Learning Front End in a Microservices World

This week we learned a lot about front-end development. Working through the microservices front-end activities (MS07–MS09) really helped me understand what the front end is all about. As a CS student who loves full-stack development, the activities offered a structured approach to seeing how a front end fits into a bigger system rather than just building isolated apps.

In MS07, Exploring Front End, it encouraged me to think of the front end as more than just what the user sees. It’s the browser-based client in a client–server relationship, responsible for showing data from services and gathering user input through a clear interface. Seeing an actual frontend project that communicates with a REST API, like the GuestInfoFrontend calling a GuestInfoBackend microservice, solidified the idea that a front end is a key part of a distributed system, not just some HTML and CSS code. In MS08, Exploring Front End Implementation, it linked these ideas to real technologies like JavaScript frameworks, routing and HTTP requests to backend endpoints. This made me see each screen as a mix of components, state and API calls, instead of a static page. It also brought to light important issues like error handling and accessibility which are easy to overlook in simple examples. 

Before diving into these activities, front-end seemed like mostly about looks, layouts, colors and how everything works on the screen. But MS07 and MS08 showed it as a real engineering piece with tasks like making sure it’s easy to use, reliable and safe. The microservices world made it clear that a front end needs to handle things like partial failures, different versions of APIs and changing backend agreements which is exactly what I’m looking forward to in my job. MS09, Implementing Front End, pushed me to go from just reading and playing around to actually building and changing features in a real program. For example, updating how the pantry guests’ UI works—like getting their info from a backend service—really showed how much thought goes into simple things like searching, filling out forms, and getting feedback.

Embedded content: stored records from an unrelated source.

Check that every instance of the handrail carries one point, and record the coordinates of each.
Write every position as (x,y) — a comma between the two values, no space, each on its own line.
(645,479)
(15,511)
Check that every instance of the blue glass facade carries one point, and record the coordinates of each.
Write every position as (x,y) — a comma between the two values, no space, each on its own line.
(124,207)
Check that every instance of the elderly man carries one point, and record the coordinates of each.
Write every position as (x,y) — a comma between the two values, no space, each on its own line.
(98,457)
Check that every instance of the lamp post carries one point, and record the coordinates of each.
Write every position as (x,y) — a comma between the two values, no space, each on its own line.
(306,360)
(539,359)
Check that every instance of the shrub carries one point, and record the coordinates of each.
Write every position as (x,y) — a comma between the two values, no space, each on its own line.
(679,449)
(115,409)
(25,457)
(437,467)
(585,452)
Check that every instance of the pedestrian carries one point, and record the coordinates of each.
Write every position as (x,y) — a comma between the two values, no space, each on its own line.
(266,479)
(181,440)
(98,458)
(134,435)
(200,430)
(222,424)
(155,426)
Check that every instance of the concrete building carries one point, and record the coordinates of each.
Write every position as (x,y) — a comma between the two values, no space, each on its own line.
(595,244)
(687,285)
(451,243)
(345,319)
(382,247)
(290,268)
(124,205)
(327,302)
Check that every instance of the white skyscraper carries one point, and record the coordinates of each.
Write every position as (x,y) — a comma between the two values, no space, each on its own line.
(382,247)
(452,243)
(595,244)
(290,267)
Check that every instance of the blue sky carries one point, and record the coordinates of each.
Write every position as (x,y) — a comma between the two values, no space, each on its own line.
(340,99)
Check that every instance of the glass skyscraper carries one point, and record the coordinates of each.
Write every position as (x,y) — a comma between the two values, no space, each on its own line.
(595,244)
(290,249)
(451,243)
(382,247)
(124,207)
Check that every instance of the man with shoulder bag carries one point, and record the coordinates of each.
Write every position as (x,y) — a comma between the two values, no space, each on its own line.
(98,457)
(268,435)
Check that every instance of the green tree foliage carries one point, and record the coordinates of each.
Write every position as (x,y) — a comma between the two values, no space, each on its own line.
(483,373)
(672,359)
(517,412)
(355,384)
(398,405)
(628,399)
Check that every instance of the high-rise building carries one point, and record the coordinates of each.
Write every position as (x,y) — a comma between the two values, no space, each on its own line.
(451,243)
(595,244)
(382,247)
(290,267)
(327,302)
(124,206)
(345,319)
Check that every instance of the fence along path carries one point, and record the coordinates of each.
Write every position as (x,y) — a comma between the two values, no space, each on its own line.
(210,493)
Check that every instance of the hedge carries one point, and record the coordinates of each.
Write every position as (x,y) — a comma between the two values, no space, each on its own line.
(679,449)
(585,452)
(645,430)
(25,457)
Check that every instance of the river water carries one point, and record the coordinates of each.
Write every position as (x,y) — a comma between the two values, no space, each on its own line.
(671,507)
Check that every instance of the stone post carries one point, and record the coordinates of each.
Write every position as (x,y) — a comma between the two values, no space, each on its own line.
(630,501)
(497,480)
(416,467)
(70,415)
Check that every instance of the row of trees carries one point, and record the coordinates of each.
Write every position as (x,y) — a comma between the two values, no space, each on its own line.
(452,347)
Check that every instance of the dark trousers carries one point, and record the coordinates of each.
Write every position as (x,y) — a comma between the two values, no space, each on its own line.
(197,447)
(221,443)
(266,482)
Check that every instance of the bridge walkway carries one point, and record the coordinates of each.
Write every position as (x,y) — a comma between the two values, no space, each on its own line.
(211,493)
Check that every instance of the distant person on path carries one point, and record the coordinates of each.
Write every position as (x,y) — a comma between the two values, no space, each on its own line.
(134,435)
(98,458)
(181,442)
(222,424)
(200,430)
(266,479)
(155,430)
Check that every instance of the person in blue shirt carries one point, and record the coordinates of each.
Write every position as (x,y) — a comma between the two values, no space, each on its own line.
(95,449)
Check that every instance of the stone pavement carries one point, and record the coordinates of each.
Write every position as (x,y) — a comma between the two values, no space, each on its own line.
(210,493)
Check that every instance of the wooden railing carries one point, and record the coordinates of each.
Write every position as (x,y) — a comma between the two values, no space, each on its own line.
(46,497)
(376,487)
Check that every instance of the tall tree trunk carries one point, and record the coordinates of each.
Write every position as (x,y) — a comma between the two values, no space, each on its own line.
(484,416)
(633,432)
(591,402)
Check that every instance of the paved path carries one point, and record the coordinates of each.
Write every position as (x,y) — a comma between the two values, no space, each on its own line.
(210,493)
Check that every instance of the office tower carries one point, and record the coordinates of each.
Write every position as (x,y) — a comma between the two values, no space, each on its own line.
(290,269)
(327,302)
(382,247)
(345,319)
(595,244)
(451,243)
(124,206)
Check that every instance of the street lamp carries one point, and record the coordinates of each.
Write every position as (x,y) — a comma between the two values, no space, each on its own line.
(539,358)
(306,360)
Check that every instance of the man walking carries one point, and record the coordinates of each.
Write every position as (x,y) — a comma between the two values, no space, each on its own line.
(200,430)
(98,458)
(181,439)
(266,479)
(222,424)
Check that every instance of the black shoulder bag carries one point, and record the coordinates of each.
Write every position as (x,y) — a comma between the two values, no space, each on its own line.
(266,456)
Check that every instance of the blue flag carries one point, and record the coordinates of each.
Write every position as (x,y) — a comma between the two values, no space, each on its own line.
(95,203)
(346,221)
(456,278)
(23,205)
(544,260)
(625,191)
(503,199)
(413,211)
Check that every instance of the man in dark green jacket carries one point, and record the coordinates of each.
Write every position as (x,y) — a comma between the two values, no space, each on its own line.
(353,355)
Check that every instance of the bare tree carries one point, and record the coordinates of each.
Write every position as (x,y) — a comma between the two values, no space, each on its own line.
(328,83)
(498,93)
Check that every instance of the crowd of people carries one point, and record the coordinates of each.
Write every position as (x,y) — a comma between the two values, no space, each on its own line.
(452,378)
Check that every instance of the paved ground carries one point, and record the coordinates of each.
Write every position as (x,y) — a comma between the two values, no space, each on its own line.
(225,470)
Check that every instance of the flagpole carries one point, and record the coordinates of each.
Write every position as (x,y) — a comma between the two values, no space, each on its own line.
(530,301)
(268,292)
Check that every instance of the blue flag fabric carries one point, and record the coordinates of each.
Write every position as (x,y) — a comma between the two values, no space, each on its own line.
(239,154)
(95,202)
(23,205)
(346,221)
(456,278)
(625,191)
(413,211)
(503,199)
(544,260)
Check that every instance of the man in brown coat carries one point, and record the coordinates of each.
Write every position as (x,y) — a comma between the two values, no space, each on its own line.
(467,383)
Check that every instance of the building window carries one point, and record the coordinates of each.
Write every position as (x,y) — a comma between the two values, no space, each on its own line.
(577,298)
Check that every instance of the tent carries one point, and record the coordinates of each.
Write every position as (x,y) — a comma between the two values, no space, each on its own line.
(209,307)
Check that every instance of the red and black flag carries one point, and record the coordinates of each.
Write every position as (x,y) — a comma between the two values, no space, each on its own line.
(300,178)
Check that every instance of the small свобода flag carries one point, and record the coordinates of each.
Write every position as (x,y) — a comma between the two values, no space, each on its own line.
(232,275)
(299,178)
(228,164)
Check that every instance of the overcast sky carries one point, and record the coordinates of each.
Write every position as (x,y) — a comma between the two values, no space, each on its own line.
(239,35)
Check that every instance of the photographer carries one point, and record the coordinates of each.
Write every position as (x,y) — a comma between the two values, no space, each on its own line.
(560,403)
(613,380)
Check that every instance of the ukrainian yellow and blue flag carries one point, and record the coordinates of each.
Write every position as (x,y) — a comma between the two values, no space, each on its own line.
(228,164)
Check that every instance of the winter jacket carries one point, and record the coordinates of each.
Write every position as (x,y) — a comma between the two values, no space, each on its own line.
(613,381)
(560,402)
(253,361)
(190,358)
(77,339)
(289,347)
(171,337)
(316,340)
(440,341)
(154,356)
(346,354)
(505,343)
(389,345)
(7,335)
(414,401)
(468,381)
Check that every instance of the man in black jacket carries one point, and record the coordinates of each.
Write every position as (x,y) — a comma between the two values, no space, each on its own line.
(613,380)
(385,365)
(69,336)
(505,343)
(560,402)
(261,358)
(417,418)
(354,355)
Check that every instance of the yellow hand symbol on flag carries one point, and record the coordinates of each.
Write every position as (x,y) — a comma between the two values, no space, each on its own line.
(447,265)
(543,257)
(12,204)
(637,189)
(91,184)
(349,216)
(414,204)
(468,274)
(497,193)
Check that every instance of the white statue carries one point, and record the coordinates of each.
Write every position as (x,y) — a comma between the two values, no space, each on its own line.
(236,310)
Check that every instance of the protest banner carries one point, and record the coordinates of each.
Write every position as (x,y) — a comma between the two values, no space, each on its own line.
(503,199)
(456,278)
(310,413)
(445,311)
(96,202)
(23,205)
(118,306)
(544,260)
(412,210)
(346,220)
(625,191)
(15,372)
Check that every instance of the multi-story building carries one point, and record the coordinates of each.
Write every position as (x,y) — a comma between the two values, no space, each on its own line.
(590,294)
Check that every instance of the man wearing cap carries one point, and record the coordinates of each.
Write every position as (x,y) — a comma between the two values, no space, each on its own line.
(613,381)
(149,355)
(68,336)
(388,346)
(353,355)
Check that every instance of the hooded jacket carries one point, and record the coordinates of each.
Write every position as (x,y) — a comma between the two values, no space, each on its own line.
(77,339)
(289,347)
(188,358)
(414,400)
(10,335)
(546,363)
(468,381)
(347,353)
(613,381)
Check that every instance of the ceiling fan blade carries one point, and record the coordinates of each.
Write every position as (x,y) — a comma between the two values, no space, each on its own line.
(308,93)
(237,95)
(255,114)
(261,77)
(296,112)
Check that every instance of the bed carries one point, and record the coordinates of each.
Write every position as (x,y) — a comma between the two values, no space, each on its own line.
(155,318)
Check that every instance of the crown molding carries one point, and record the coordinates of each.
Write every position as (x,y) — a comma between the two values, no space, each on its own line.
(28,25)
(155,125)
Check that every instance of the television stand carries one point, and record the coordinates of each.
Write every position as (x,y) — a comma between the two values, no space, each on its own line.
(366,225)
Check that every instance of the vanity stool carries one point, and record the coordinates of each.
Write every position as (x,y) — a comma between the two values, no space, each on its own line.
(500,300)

This experience will definitely change how I design and build client apps in microservice setups. I’m planning to see front ends as clients to well-defined APIs, starting with clear agreements and how things go wrong and to focus on making sure everything is accessible and easy to use especially since many LibreFoodPantry users are volunteers and guests who might not be tech-savvy. I also want to help out or build similar open-source projects where the front ends directly support social-impact work, because seeing my code make a real difference is a huge motivator to write better, easier-to-maintain software. Other helpful resources included the LibreFoodPantry main site and mission statement to give us a sense of what’s going on, the GuestInfoFrontend GitLab repository for a front end that uses a REST API in a real-world setting, and the bigger LibreFoodPantry project overview and group pages that show how front ends work with the backend and other services in a bigger system.